Llevaba grabada en el pecho la palabra «Mátame». En el expediente, junto a la foto del texto, había una prueba caligráfica que confirmaba que se lo había hecho él. Aunque fuera el emblema de una perversión sadomasoquista, llamaba la atención que esa invitación correspondiera a la elección ante la cual Mónica se había encontrado.

Sandra sacó unas cuantas fotos de la habitación. A la butaca de Jeremiah Smith, a una taza de leche hecha añicos en el suelo, a un modelo anticuado de televisor. Cuando hubo terminado, notó una sensación de repentina claustrofobia. Por muy acostumbrada que estuviera a la visión de escenas violentas, la muerte le parecía más palpable e indecente entre aquellos objetos familiares.

Era tan insoportable que sintió la necesidad de salir de la casa.

Hay objetos que mantienen a los muertos ligados al mundo de los vivos. Hay que encontrarlos y liberarlos.

Una cinta para el pelo, una pulsera de coral, una bufanda… Y un patín de cuatro ruedas.

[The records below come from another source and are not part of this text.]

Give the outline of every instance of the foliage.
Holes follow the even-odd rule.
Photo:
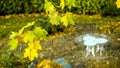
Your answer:
[[[50,2],[53,5],[52,7],[55,7],[60,12],[72,11],[80,14],[98,13],[101,15],[120,14],[120,9],[117,9],[117,6],[119,7],[119,0],[117,2],[116,0],[1,0],[0,14],[43,12],[44,3],[51,7]]]
[[[64,9],[64,6],[65,6],[64,0],[61,0],[60,6],[61,6],[61,9]],[[52,25],[60,25],[61,22],[66,27],[68,26],[68,23],[74,25],[73,17],[71,17],[72,13],[66,12],[65,15],[61,16],[60,14],[58,14],[58,11],[56,11],[52,2],[45,0],[44,9],[45,9],[45,12],[48,15],[49,21]]]
[[[99,25],[99,30],[101,33],[117,33],[120,31],[120,22],[110,22],[107,24]]]
[[[120,8],[120,0],[116,1],[117,7]]]
[[[40,45],[41,40],[45,40],[47,32],[40,27],[34,27],[32,30],[28,30],[29,27],[33,26],[35,22],[28,23],[23,26],[18,32],[12,32],[10,35],[10,41],[8,45],[10,50],[13,51],[18,45],[18,41],[27,44],[27,48],[24,52],[24,57],[28,57],[29,60],[34,60],[38,57],[38,50],[42,50]]]
[[[43,60],[41,62],[39,62],[36,66],[36,68],[63,68],[62,65],[56,63],[56,62],[53,62],[52,60]]]
[[[0,15],[42,11],[42,0],[0,0]]]

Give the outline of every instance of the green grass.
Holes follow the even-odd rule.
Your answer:
[[[41,14],[18,14],[0,16],[0,39],[8,37],[11,31],[18,31],[28,22],[36,21]],[[75,15],[75,22],[80,24],[104,24],[120,21],[120,17],[101,17],[99,15]]]

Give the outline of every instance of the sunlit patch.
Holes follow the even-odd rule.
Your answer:
[[[97,46],[96,52],[100,51],[100,55],[102,55],[102,51],[104,50],[103,46],[107,41],[108,40],[105,38],[105,35],[84,34],[75,38],[76,43],[81,43],[82,45],[86,46],[85,57],[87,57],[90,53],[92,53],[92,55],[95,57],[95,46]]]

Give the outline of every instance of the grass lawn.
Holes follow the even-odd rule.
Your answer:
[[[9,36],[11,31],[18,31],[28,22],[36,21],[43,14],[18,14],[0,16],[0,39]],[[105,24],[120,21],[120,17],[101,17],[100,15],[74,15],[75,21],[81,24]]]

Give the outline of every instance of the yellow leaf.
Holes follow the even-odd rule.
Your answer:
[[[61,18],[61,22],[63,22],[63,24],[64,24],[66,27],[68,26],[68,19],[67,19],[66,15]]]
[[[29,60],[34,60],[34,58],[38,58],[38,53],[37,53],[37,49],[29,49],[26,48],[25,52],[24,52],[24,58],[28,57]]]
[[[16,36],[18,36],[17,32],[12,32],[12,34],[10,35],[10,39],[15,38]]]
[[[120,0],[116,1],[117,7],[120,8]]]
[[[33,31],[28,31],[28,32],[25,32],[25,34],[23,34],[23,42],[25,43],[32,42],[34,38],[35,38],[35,35]]]
[[[62,9],[64,9],[64,7],[65,7],[65,2],[64,2],[64,0],[60,0],[60,7],[61,7]]]
[[[42,50],[42,47],[41,47],[41,45],[40,45],[38,40],[34,42],[34,45],[35,45],[36,49]]]

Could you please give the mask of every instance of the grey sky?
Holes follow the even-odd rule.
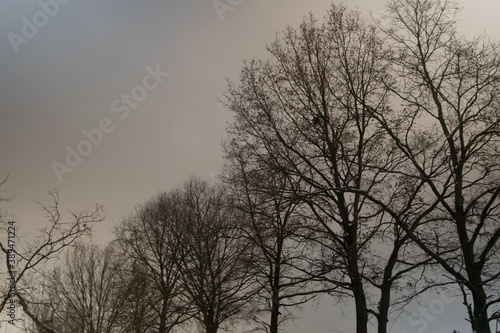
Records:
[[[230,115],[216,99],[225,90],[225,77],[237,79],[245,58],[266,58],[265,44],[276,31],[297,26],[309,11],[323,17],[331,3],[243,0],[221,20],[212,0],[60,2],[67,3],[16,52],[9,36],[22,36],[23,17],[43,20],[37,14],[41,7],[38,1],[0,0],[0,178],[10,172],[4,189],[15,196],[1,209],[14,214],[29,236],[44,222],[36,202],[48,202],[46,194],[55,188],[63,209],[104,205],[107,219],[95,228],[102,241],[135,204],[189,175],[210,179],[220,171],[220,143]],[[385,4],[344,2],[367,15]],[[500,40],[497,0],[459,4],[464,34],[486,30]],[[151,88],[158,83],[147,90],[144,78],[156,68],[169,75],[162,82],[147,80]],[[127,105],[122,94],[134,89],[147,95],[121,119],[125,112],[113,110]],[[116,99],[119,104],[112,107]],[[86,139],[82,131],[98,128],[103,119],[113,130],[60,182],[53,162],[65,164],[66,147],[76,150]],[[327,307],[306,312],[288,332],[352,331],[352,320],[333,321],[337,310],[329,299],[322,304]],[[458,317],[451,318],[461,320],[465,312],[457,309]],[[446,323],[448,312],[432,324]],[[467,332],[463,320],[460,325],[456,328]],[[397,327],[394,332],[416,331],[404,318]]]

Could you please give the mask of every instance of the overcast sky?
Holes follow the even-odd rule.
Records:
[[[24,234],[44,223],[36,202],[49,203],[51,189],[64,210],[104,205],[95,230],[106,241],[134,205],[190,175],[211,179],[231,120],[217,102],[225,78],[238,78],[243,59],[266,58],[275,32],[310,11],[323,17],[331,3],[220,1],[241,3],[218,12],[212,0],[59,0],[44,14],[51,1],[0,0],[0,178],[10,173],[4,194],[15,196],[0,209]],[[366,15],[385,5],[345,3]],[[459,3],[461,32],[500,40],[498,0]],[[324,304],[287,332],[353,331]],[[458,318],[453,328],[468,332],[464,309],[451,309],[429,325],[448,323],[448,332]],[[393,332],[404,329],[416,332],[405,317]]]

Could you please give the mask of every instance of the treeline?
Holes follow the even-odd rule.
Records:
[[[219,182],[157,194],[105,248],[79,241],[97,212],[61,224],[48,209],[17,293],[36,331],[277,333],[293,307],[330,295],[354,302],[356,332],[386,333],[448,286],[472,331],[490,333],[500,58],[497,43],[458,34],[457,10],[389,0],[372,22],[332,5],[278,34],[269,60],[228,84]],[[58,268],[34,269],[64,248]]]

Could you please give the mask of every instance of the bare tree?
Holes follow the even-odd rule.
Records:
[[[500,57],[498,44],[458,36],[456,11],[447,0],[389,1],[384,81],[397,111],[370,108],[406,159],[399,174],[432,209],[418,228],[400,225],[468,291],[473,331],[489,333],[500,302]]]
[[[216,333],[245,313],[253,295],[251,246],[239,234],[239,216],[221,187],[190,178],[179,191],[182,290],[203,330]]]
[[[145,290],[149,301],[138,311],[151,308],[157,324],[150,325],[160,333],[174,331],[191,317],[191,302],[182,293],[178,262],[184,246],[178,231],[181,205],[178,192],[159,193],[138,206],[115,231],[126,256],[147,276],[144,282],[149,288]]]
[[[426,263],[410,259],[409,236],[363,195],[389,194],[404,220],[418,203],[411,186],[387,171],[404,159],[373,111],[388,110],[389,52],[375,26],[335,5],[324,24],[309,17],[268,51],[271,61],[247,62],[240,85],[228,87],[229,145],[254,151],[293,184],[288,191],[315,220],[311,241],[323,249],[311,258],[311,278],[354,298],[357,332],[367,331],[369,313],[386,332],[391,292]],[[381,244],[387,257],[375,255]],[[367,299],[367,287],[378,298]]]
[[[32,320],[40,332],[53,332],[47,323],[47,318],[37,315],[40,302],[41,280],[44,277],[46,265],[57,259],[62,251],[91,233],[91,224],[100,222],[102,207],[96,205],[92,211],[70,212],[71,218],[65,220],[59,209],[59,195],[56,191],[49,192],[53,204],[41,205],[46,214],[48,225],[38,229],[38,235],[27,242],[17,238],[19,228],[14,221],[2,221],[2,229],[7,232],[8,227],[16,234],[13,242],[0,242],[0,249],[4,254],[6,271],[11,280],[15,280],[15,291],[9,285],[2,287],[0,311],[5,309],[7,302],[17,300],[23,312]],[[9,261],[11,257],[15,262]]]
[[[298,203],[288,198],[288,179],[266,169],[254,151],[226,145],[224,183],[230,189],[235,207],[244,213],[240,229],[255,245],[249,262],[255,270],[258,296],[254,320],[266,332],[277,333],[292,315],[287,308],[301,305],[318,293],[313,290],[307,269],[308,244],[300,235],[305,231]],[[266,306],[262,309],[262,303]],[[269,314],[269,321],[262,319]]]
[[[54,332],[120,331],[130,282],[123,283],[124,258],[116,249],[79,243],[45,280],[47,326]]]

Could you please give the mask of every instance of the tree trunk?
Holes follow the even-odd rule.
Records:
[[[273,300],[271,305],[271,326],[270,333],[278,333],[279,315],[280,315],[279,289],[273,288]]]
[[[479,286],[477,290],[471,292],[474,301],[473,329],[476,329],[476,333],[491,333],[488,311],[486,309],[486,293],[482,286]]]
[[[356,305],[356,333],[368,332],[368,309],[361,281],[352,283],[354,303]]]

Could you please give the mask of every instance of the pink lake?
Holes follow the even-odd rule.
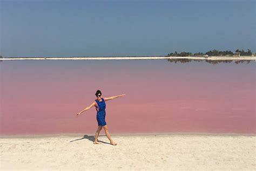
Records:
[[[256,134],[254,61],[213,65],[167,60],[0,62],[1,135],[95,133],[95,100],[111,133]],[[102,131],[102,134],[104,134]]]

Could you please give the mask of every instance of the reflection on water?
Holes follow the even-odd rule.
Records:
[[[246,64],[248,64],[251,62],[252,60],[198,60],[198,59],[167,59],[170,63],[177,63],[177,62],[180,62],[181,63],[190,63],[192,60],[195,61],[206,61],[208,63],[210,63],[213,65],[218,64],[220,63],[231,63],[234,62],[235,64],[238,64],[240,63],[243,63],[247,62]]]
[[[194,60],[194,61],[192,61]],[[0,135],[94,133],[100,90],[111,133],[256,134],[255,62],[113,60],[0,63]],[[182,63],[190,62],[184,65]],[[201,62],[201,63],[200,63]]]

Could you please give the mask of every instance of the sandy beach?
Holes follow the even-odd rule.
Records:
[[[2,136],[1,170],[256,169],[254,135],[100,135]]]

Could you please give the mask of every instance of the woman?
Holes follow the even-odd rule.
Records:
[[[117,145],[117,143],[114,142],[113,140],[110,137],[110,135],[109,133],[109,129],[107,128],[107,126],[106,125],[106,121],[105,121],[105,117],[106,115],[106,112],[105,111],[105,109],[106,108],[106,104],[105,101],[114,99],[117,98],[118,97],[123,97],[125,95],[125,94],[122,94],[117,96],[112,96],[110,98],[102,98],[102,92],[99,90],[97,90],[95,95],[97,97],[97,99],[94,101],[92,104],[85,108],[85,109],[83,110],[77,114],[77,116],[83,112],[89,110],[93,106],[95,106],[96,108],[97,111],[97,121],[98,122],[98,129],[96,131],[96,133],[95,134],[95,139],[94,140],[93,143],[94,144],[99,144],[101,143],[100,142],[98,142],[98,136],[99,136],[99,133],[102,129],[102,127],[104,128],[105,133],[106,134],[106,136],[110,141],[110,143],[112,145]]]

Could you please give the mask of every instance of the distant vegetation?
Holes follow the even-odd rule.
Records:
[[[203,62],[203,63],[206,62],[206,63],[210,63],[213,65],[218,64],[218,63],[233,63],[233,61],[237,64],[238,64],[239,63],[243,63],[245,62],[246,62],[246,64],[247,64],[251,62],[250,60],[240,60],[233,61],[232,60],[198,60],[198,59],[167,59],[167,60],[170,61],[170,63],[174,63],[175,64],[176,64],[178,62],[180,62],[181,63],[190,63],[193,60],[193,61],[198,61],[198,62]]]
[[[240,51],[239,49],[237,49],[235,51],[235,52],[239,52],[240,55],[242,56],[252,56],[252,53],[250,49],[247,49],[247,51],[245,51],[243,49]],[[219,51],[215,49],[213,50],[210,51],[206,53],[203,52],[197,52],[193,54],[191,52],[182,52],[180,53],[177,53],[175,51],[174,53],[170,53],[167,54],[169,57],[188,57],[188,56],[204,56],[208,55],[210,56],[232,56],[234,54],[234,53],[231,51]]]

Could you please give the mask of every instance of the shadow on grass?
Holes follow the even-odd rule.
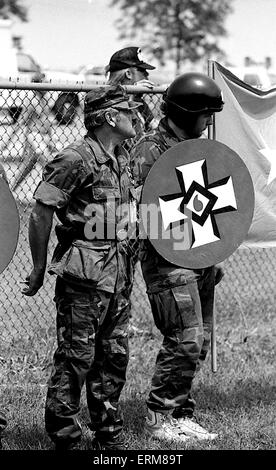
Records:
[[[275,404],[276,401],[275,378],[274,380],[271,378],[271,381],[262,381],[261,378],[260,381],[251,378],[239,379],[233,383],[232,388],[229,387],[227,390],[223,388],[221,383],[197,384],[193,394],[197,406],[202,410],[223,408],[225,411],[232,409],[236,411],[239,408],[259,405],[266,407]]]

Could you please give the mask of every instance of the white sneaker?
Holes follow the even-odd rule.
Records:
[[[178,421],[170,415],[157,413],[148,408],[145,431],[152,437],[164,439],[170,442],[186,442],[190,439],[179,429]]]
[[[180,432],[184,433],[186,436],[210,441],[218,437],[218,434],[207,431],[207,429],[204,429],[190,418],[178,418],[176,421]]]

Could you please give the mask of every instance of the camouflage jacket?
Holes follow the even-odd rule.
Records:
[[[137,142],[131,152],[132,173],[136,187],[143,185],[148,172],[160,155],[180,141],[166,119],[162,119],[157,129]],[[204,271],[184,269],[169,263],[157,253],[148,239],[140,242],[140,260],[149,291],[186,284],[199,279]]]
[[[136,200],[126,150],[118,146],[112,158],[86,135],[45,166],[34,198],[54,207],[61,222],[50,273],[107,292],[128,286]]]

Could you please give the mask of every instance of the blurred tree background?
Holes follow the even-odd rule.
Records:
[[[224,23],[233,0],[111,0],[119,6],[116,21],[120,39],[137,39],[152,57],[164,65],[167,54],[176,73],[188,60],[223,57],[218,38],[227,36]]]
[[[21,0],[0,0],[0,18],[7,20],[13,16],[28,21],[27,7]]]

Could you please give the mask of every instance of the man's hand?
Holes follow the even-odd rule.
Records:
[[[44,280],[44,271],[36,271],[33,269],[30,273],[29,276],[26,277],[26,280],[24,281],[24,284],[26,284],[27,287],[25,287],[21,292],[24,295],[35,295],[37,291],[40,289],[40,287],[43,285],[43,280]]]
[[[217,264],[215,266],[215,286],[222,280],[224,276],[224,271],[222,269],[222,266]]]
[[[144,86],[146,88],[149,88],[150,90],[152,90],[152,88],[154,87],[154,83],[150,80],[147,80],[146,78],[139,80],[139,82],[135,82],[134,85]]]

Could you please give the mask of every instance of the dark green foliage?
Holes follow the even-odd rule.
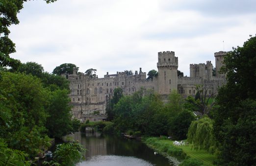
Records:
[[[58,165],[73,166],[82,161],[85,149],[78,143],[68,143],[57,145],[53,153],[53,162],[44,162],[44,165]]]
[[[178,77],[184,77],[184,73],[181,72],[180,71],[177,70],[177,75]]]
[[[132,70],[126,70],[124,71],[124,72],[125,72],[125,73],[126,73],[127,76],[133,75],[133,72],[132,72]]]
[[[147,80],[153,80],[154,77],[156,77],[158,75],[158,72],[155,70],[151,70],[148,73],[148,78]]]
[[[113,111],[114,105],[116,104],[119,100],[123,96],[123,89],[120,87],[117,87],[114,89],[114,95],[113,98],[110,100],[107,104],[106,108],[106,113],[107,114],[107,120],[108,121],[113,120],[114,116],[114,112]]]
[[[79,67],[77,67],[76,64],[72,63],[63,63],[58,66],[56,67],[52,71],[52,74],[54,74],[59,76],[62,74],[70,74],[73,73],[73,69],[75,69],[77,72]]]
[[[196,149],[205,150],[213,153],[216,142],[213,133],[213,121],[205,116],[193,121],[188,128],[187,141]]]
[[[199,161],[196,159],[188,158],[184,160],[180,166],[203,166],[204,163],[201,161]]]
[[[172,136],[174,140],[185,139],[188,127],[195,119],[195,116],[191,111],[183,110],[174,116],[170,122],[169,135]]]
[[[97,70],[90,68],[86,70],[85,72],[85,74],[89,76],[89,78],[92,79],[96,77],[96,71]]]
[[[79,120],[75,118],[71,120],[72,132],[78,132],[80,126],[81,122]]]
[[[146,144],[153,146],[154,149],[161,152],[167,153],[170,156],[178,157],[180,159],[184,159],[186,158],[186,154],[182,149],[169,144],[161,142],[157,138],[149,138],[146,140],[145,142]]]
[[[67,90],[57,90],[52,92],[48,108],[50,116],[46,123],[49,135],[51,137],[61,138],[72,130],[69,94]]]
[[[219,108],[214,113],[214,134],[220,145],[220,164],[256,163],[256,37],[233,48],[221,72],[227,84],[218,92]]]
[[[197,92],[196,96],[195,96],[195,100],[197,101],[198,100],[200,100],[200,92],[199,91]]]
[[[21,63],[18,70],[21,73],[25,72],[26,74],[31,74],[33,76],[41,78],[44,72],[44,67],[41,64],[30,62]]]

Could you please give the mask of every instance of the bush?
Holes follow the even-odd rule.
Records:
[[[204,163],[195,159],[188,158],[183,161],[179,166],[203,166]]]

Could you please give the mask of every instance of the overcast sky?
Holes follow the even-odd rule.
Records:
[[[71,63],[84,72],[157,70],[157,53],[175,52],[178,69],[211,61],[256,33],[256,0],[42,0],[24,3],[10,38],[22,62],[45,71]],[[223,43],[223,41],[224,41]]]

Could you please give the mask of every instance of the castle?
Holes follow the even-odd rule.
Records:
[[[114,89],[121,87],[125,95],[131,95],[142,87],[151,89],[161,95],[167,95],[176,90],[184,97],[195,95],[196,85],[206,87],[206,95],[216,94],[219,87],[226,83],[225,76],[219,71],[223,65],[224,57],[227,52],[214,53],[216,76],[212,76],[213,65],[210,61],[206,64],[190,64],[190,77],[178,77],[178,58],[173,51],[158,52],[158,76],[152,80],[146,79],[146,72],[141,68],[133,75],[127,75],[124,72],[117,72],[104,78],[90,78],[83,73],[73,73],[68,75],[71,92],[70,97],[73,105],[73,117],[81,122],[104,121],[106,119],[105,108],[108,100],[113,95]],[[66,77],[66,75],[63,75]]]

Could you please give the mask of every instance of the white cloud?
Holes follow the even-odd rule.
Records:
[[[94,68],[102,77],[107,71],[157,69],[157,52],[173,51],[179,70],[189,76],[189,63],[214,64],[213,54],[223,49],[223,40],[230,50],[256,33],[256,14],[247,0],[242,7],[247,12],[235,1],[224,16],[217,13],[224,9],[220,1],[28,1],[19,14],[20,24],[11,28],[17,50],[12,57],[42,64],[49,72],[63,63],[81,72]]]

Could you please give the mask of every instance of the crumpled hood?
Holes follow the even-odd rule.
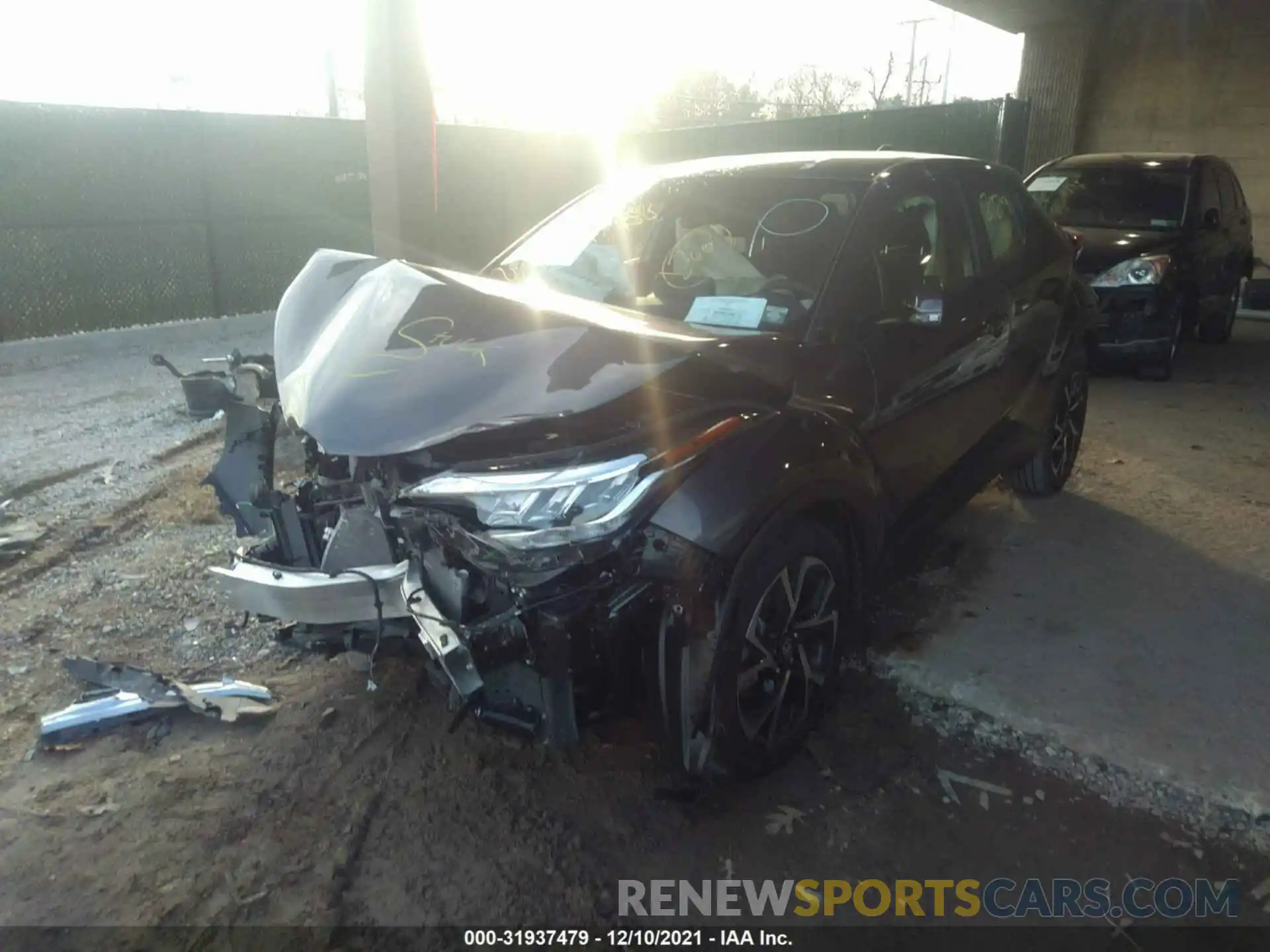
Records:
[[[330,250],[309,260],[274,324],[287,419],[324,452],[359,457],[593,410],[692,359],[785,386],[789,362],[771,352],[790,343]],[[691,376],[676,373],[677,386]]]
[[[1101,274],[1130,258],[1167,253],[1182,239],[1180,231],[1082,228],[1071,225],[1064,225],[1063,231],[1081,240],[1081,256],[1076,261],[1076,269],[1081,274]]]

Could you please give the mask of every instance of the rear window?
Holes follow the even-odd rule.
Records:
[[[1059,225],[1165,230],[1181,225],[1190,174],[1151,168],[1045,169],[1027,183]]]

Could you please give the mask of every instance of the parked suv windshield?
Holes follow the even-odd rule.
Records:
[[[1190,175],[1146,168],[1046,169],[1027,184],[1059,225],[1086,228],[1176,228]]]
[[[779,169],[624,179],[489,273],[698,326],[798,334],[867,187]]]

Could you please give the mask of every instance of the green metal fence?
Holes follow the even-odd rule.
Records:
[[[645,162],[876,149],[1017,168],[1026,104],[627,136]],[[603,176],[584,136],[441,126],[437,258],[480,267]],[[318,248],[371,250],[361,122],[0,103],[0,339],[274,307]]]
[[[1026,137],[1027,104],[1006,98],[644,132],[626,136],[618,154],[626,160],[665,162],[712,155],[892,146],[1019,168]]]

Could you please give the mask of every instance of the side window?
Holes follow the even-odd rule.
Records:
[[[1210,165],[1205,165],[1199,180],[1199,213],[1204,215],[1209,208],[1220,207],[1222,193],[1217,185],[1217,174]]]
[[[1240,176],[1233,170],[1231,171],[1231,182],[1234,183],[1234,197],[1240,202],[1240,208],[1247,208],[1248,199],[1243,197],[1243,185],[1240,184]]]
[[[951,260],[949,222],[932,190],[900,194],[885,208],[871,251],[881,291],[878,320],[942,320],[944,296],[961,274],[961,261]]]
[[[1217,169],[1217,187],[1222,195],[1222,218],[1224,220],[1234,215],[1240,207],[1238,198],[1234,194],[1234,179],[1226,169]]]
[[[979,273],[991,274],[1024,259],[1027,215],[1019,194],[987,178],[966,183],[966,212],[979,237]]]

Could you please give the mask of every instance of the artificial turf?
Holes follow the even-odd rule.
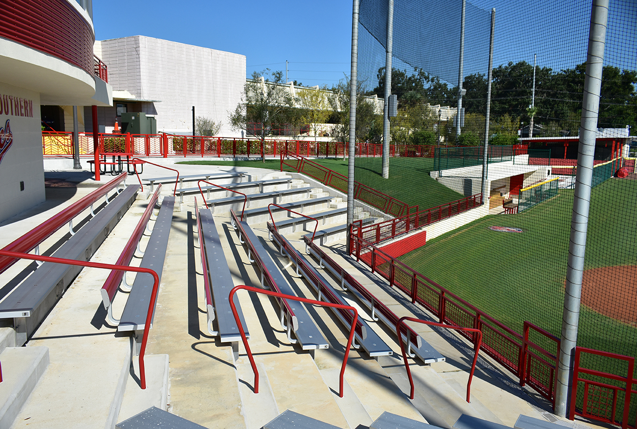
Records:
[[[529,321],[559,337],[573,199],[573,191],[561,189],[519,214],[482,218],[399,259],[519,333]],[[611,179],[592,190],[585,269],[637,265],[635,201],[637,181]],[[634,355],[635,327],[583,306],[580,326],[580,346]]]

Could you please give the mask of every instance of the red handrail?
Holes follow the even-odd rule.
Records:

Sandra hizo un repaso de la breve lista de fetiches que la policía había hallado en casa de Jeremiah Smith y que lo relacionaban con las víctimas. Es más, se podía afirmar que las cuatro chicas asesinadas, de algún modo, se identificaban con esos objetos.

Se había sentado en un banco de piedra del jardín de la casa para recobrar el aliento. Un momento antes, pasó corriendo por delante de sus compañeros y se refugió en el exterior para evitar sus miradas. Era agradable estar allí, acariciada por el sol de la mañana, con los árboles dejándose hacer cosquillas por las rápidas ráfagas de viento y el crujido de las hojas que recordaba una risa.

«Cuatro víctimas en seis años», se repitió Sandra. En común, un corte limpio en la yugular. Una especie de sonrisa forzada con el cuchillo en la garganta.

La hermana de Mónica se llamaba Teresa. Tenía veintiún años y le encantaba patinar. Un domingo por la tarde, como tantos otros, desapareció. En realidad, el patinaje era una excusa: le gustaba un chico y quería encontrarse con él. Era imposible saber el tiempo que Teresa estuvo esperándolo en la pista, porque aquel día él no se presentó. Tal vez Jeremiah se había fijado en ella en esas circunstancias, mientras estaba sola en la mesa de un quiosco de bebidas. Se acercó a ella con una excusa, le ofreció algo de beber. La Científica había encontrado restos de GHB, el tristemente célebre
Rufis,
en un vaso de zumo de naranja. Un mes más tarde, Jeremiah devolvió el cuerpo depositándolo en la orilla del río, con la misma ropa que llevaba el día en que desapareció.

En el restaurante de comida rápida, todos recordaban la cinta de raso azul con la que Melania, de veintitrés años, recogía su cabellera rubia. El uniforme de las camareras no era nada del otro mundo; sin embargo, a ella le gustaba destacar. Lo animaba con ese toque años cincuenta, declaradamente
vintage.
La tarde en que fue secuestrada se dirigía al trabajo. La última vez que alguien la vio estaba esperando el autobús. Su cuerpo reapareció treinta días después en un aparcamiento. Asesinada y vestida. Pero la cinta había desaparecido de su pelo.